認知症に関する勉強会

昨日は、広島県社会保険労務士会が主催した「成年後見人のための研修会」に参加しました。テーマは「知っておきたい精神科疾患の基礎知識」でしたから、成年後見人としての知識としてだけではなく、普段、社会保険労務士として鬱病等の相談を会社から受けるとき、あるいは精神疾患で障害年金手続きの依頼を受けたときに役立つのではないかと考えて参加しました。ましてや、普段はお話しする機会が無い精神疾患の専門医が講師予定者でしたから、是非参加したいと考えていました。

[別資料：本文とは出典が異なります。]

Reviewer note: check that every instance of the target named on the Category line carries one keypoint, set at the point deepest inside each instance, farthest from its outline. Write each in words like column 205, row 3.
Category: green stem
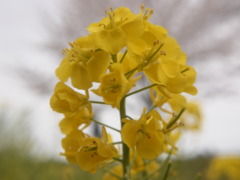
column 119, row 142
column 175, row 119
column 142, row 89
column 129, row 117
column 129, row 73
column 113, row 174
column 98, row 102
column 105, row 125
column 160, row 47
column 125, row 53
column 125, row 162
column 117, row 159
column 152, row 108
column 167, row 171
column 114, row 58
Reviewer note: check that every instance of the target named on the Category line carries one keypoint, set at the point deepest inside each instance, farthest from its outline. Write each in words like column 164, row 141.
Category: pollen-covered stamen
column 164, row 53
column 146, row 13
column 111, row 16
column 112, row 89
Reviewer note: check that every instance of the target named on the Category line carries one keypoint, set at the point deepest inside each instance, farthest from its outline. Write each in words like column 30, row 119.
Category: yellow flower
column 83, row 63
column 112, row 32
column 177, row 102
column 95, row 151
column 174, row 77
column 144, row 47
column 114, row 85
column 74, row 120
column 65, row 100
column 227, row 167
column 71, row 144
column 144, row 135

内容はやはり成年後見人用の内容なので「認知症」に関する基礎知識の講演が大半を占めましたが、統合失調症の基礎知識も教授して下さいましたので、実務上、大変参考になりました。

統合失調症とは一昔前までは「精神分裂症」と呼んでいた症状です。普段、企業からの相談でも、偶にですが統合失調症の相談があります。今まで私は「統合失調症とは躁鬱病が進行した状態である」と理解していましたが、

①統合失調症は10代後半から30代前半に発症し易い精神疾患であり(若いときに発症する)、

②統合失調症は100人のうち1人の確立で発症する病気であること(発症する確率が予想より高い)、

③統合失調症には陽性症状、陰性症状、認知障害などの多彩な症状がでること。従って躁鬱病の症状もでること。

などが分かり、私の今までの理解「躁鬱病が酷くなったのが統合失調症である」という理解が間違っていたことが分かりました。そして一般的には、一般の人が変だと気付くのは陰性症状が出始めたときであり、陽性症状の段階では気づかないことが多いということも、今後本人やご家族とお話しをするときの参考にすべきことと思いました。

このように専門家から正しい知識を教授して貰った上で過去の私の実務上の体験を振り返ると、みなさんご自分の精神状態の良いときだけ私とお会いされましたから、障害年金の申請書類を作成する情報を聞き出すのに3~4カ月程度かかりましたが、統合失調症の症状としては初期~中期の陽性状態と陰性状態が交互に出る時期に私に相談されていたようです。ただし、単なる躁鬱病と違うナ!!と私が思っていたことは、私の体験上では皆さん幻覚症状があると訴えられていたことです。

一方、昨日の研修のメイン・テーマであった認知症は単なる加齢に伴う物忘れとは違い、

①目の前にいる人と自分との関係を自覚できなくなり、単に名前を思い出せない程度ではない症状になること

②通帳・印鑑・保険証などの置き忘れ・紛失が頻繁になり、置いた場所を思い出せないだけではないこと

③食事したこと自体を記憶できず、単に何を食べたかを思い出せないのではない症状がでること

④約束したことを覚えていないのであり、約束をうっかり忘れてしまうのではないこと

⑤曜日や日付だけでなく、月や季節さえも間違える症状がでること

などに特徴があるそうです。

残念ながら認知症を治したり進行を止める治療方法はまだ開発されていないそうですが、進行を遅くする治療法はあるそうです。

そして認知症には

①アルツハイマー型認知症

②レビー小体型認知症

③前頭側頭型認知症

④脳血管性認知症

と種類があり、アルツハイマー型認知症が50%を占めるそうです。

これらの専門的な基礎知識を専門家から教授して貰いながら、患者さんのMRI画像やCT画像を見せて貰ったときは、脳細胞が死んでが萎縮している状態がよく理解できました。特に、直近のことを記憶する海馬という脳の部分が委縮してほとんど無くなっているMRI画像が印象的でした。だから「認知症の人ができないこと、理解できないこと等を、本人に理解させ、やらせようと思っても、本人にはその為に必要な脳細胞が無い状態なのだから、無理なものは無理です」と専門家が教えてくれたことは大いに参考になりました。

また更に、アルツハイマー型認知症の場合、①発症前期、②初期、③中期、④末期と症状によって分けられ(但し、症状は個人差があるので判定が難しい)、個人差はあるものの平均すると①発症前期から約12年前後で死亡すると専門家が教授してくれたことは私の認識を改めることになりました。私は今まで認知症と死亡時期とは余り関係が無いことと理解していましたが、よく冷静に考えれば、認知症は脳細胞が死に脳が委縮していく訳ですから、いずれは認知症が原因で死亡することになるのは当たり前の話しだと思います。ただし、この専門家が言うには『日本では認知症と認定されて5~6年で死亡するケースが多いので、認知症と気づく時期が遅いのではないか?」と警告していたことが耳に残りました。

会社では躁鬱症の従業員が増え、また社会的には高齢者が増えている昨今の状況なので、今回の研修会は大いに参考になりました。